Kumar A G, Ballantyne C M, Michael L H, Kukielka G L, Youker K A, Lindsey M L, Hawkins H K, Birdsall H H, MacKay C R, LaRosa G J, Rossen R D, Smith C W, Entman M L
Methodist Hospital, DeBakey Heart Center, Department of Medicine, Houston, TX, USA.
Circulation. 1997 Feb 4;95(3):693-700. doi: 10.1161/01.cir.95.3.693.
Healing after myocardial infarction is characterized by the presence of macrophages in the infarcted area. Since augmented monocyte influx has been implicated as a potential mechanism for improved healing after reperfusion, we wished to study the induction of monocyte chemoattractant protein-1 (MCP-1) during reperfusion.

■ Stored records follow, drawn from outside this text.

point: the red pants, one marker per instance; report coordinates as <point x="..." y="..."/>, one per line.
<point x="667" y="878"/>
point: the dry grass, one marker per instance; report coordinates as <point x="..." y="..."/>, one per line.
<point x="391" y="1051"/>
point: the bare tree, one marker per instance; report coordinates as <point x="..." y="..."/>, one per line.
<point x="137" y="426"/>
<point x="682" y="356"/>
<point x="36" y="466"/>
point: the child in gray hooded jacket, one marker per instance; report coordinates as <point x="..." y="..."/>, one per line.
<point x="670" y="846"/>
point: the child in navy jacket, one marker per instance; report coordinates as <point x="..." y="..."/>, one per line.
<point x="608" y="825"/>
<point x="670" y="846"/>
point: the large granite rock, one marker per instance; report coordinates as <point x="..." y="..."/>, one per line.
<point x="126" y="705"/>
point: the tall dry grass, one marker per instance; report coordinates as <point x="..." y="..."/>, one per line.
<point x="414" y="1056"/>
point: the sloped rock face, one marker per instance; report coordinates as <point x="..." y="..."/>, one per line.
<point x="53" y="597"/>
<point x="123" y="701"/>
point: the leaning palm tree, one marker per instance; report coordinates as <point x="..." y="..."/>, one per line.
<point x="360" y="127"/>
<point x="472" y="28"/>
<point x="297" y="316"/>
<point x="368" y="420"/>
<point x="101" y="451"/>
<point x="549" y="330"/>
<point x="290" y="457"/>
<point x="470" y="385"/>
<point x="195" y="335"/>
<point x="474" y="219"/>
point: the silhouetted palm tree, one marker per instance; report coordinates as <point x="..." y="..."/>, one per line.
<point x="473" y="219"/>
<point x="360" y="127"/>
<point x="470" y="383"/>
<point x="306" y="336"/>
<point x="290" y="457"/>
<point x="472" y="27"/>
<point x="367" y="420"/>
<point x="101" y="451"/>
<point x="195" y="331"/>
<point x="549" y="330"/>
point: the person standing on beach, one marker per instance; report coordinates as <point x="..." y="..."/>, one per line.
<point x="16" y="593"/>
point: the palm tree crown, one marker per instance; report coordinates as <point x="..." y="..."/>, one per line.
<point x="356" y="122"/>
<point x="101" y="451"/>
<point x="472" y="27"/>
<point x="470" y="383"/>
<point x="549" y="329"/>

The cDNA for MCP-1 was cloned from a canine jugular vein endothelial cell (CJVEC) library and exhibited 78% identity with the deduced amino acid sequence of human MCP-1. Samples of myocardium were taken from control and ischemic segments after 1 hour of ischemia and various times of reperfusion; total RNA was isolated from myocardial samples and probed with a cDNA probe for canine MCP-1. Induction of MCP-1 mRNA occurred only in previously ischemic segments within the first hour of reperfusion, peaked at 3 hours, and persisted throughout the first 2 days of reperfusion. In the absence of reperfusion, no significant MCP-1 induction was seen. Both ischemic (but not preischemic) cardiac lymph and human recombinant TNF-alpha induced MCP-1 in CJVECs. MCP-1 was identified by immunostaining on infiltrating cells and venular (but not arterial) endothelium by 3 hours. In contrast, in situ hybridization showed MCP-1 mRNA to be confined to the endothelium of small veins (venules) 10 to 70 microns in diameter.
MCP-1 mRNA is induced in the endothelium of a specific class of small veins immediately after reperfusion. MCP-1 induction is confined to the previously ischemic area that has been reperfused. We suggest a significant role for MCP-1 in monocyte trafficking in the reperfused myocardium.
心肌梗死后的愈合表现为梗死区域有巨噬细胞存在。由于单核细胞流入增加被认为是再灌注后愈合改善的潜在机制,我们希望研究再灌注期间单核细胞趋化蛋白-1(MCP-1)的诱导情况。
从犬颈静脉内皮细胞(CJVEC)文库中克隆出MCP-1的cDNA,其推导的氨基酸序列与人类MCP-1有78%的同源性。在缺血1小时及不同再灌注时间后,从对照和缺血节段获取心肌样本;从心肌样本中分离总RNA,并用犬MCP-1的cDNA探针进行检测。MCP-1 mRNA的诱导仅在再灌注的第一小时内出现在先前缺血的节段,在3小时达到峰值,并在再灌注的前两天持续存在。在没有再灌注的情况下,未观察到明显的MCP-1诱导。缺血(而非缺血前)心脏淋巴液和重组人肿瘤坏死因子-α均可在CJVEC中诱导MCP-1。3小时时,通过免疫染色在浸润细胞和小静脉(而非动脉)内皮上鉴定出MCP-1。相比之下,原位杂交显示MCP-1 mRNA局限于直径为10至70微米的小静脉内皮。
再灌注后立即在特定类型的小静脉内皮中诱导MCP-1 mRNA。MCP-1的诱导局限于已再灌注的先前缺血区域。我们认为MCP-1在再灌注心肌中的单核细胞迁移中起重要作用。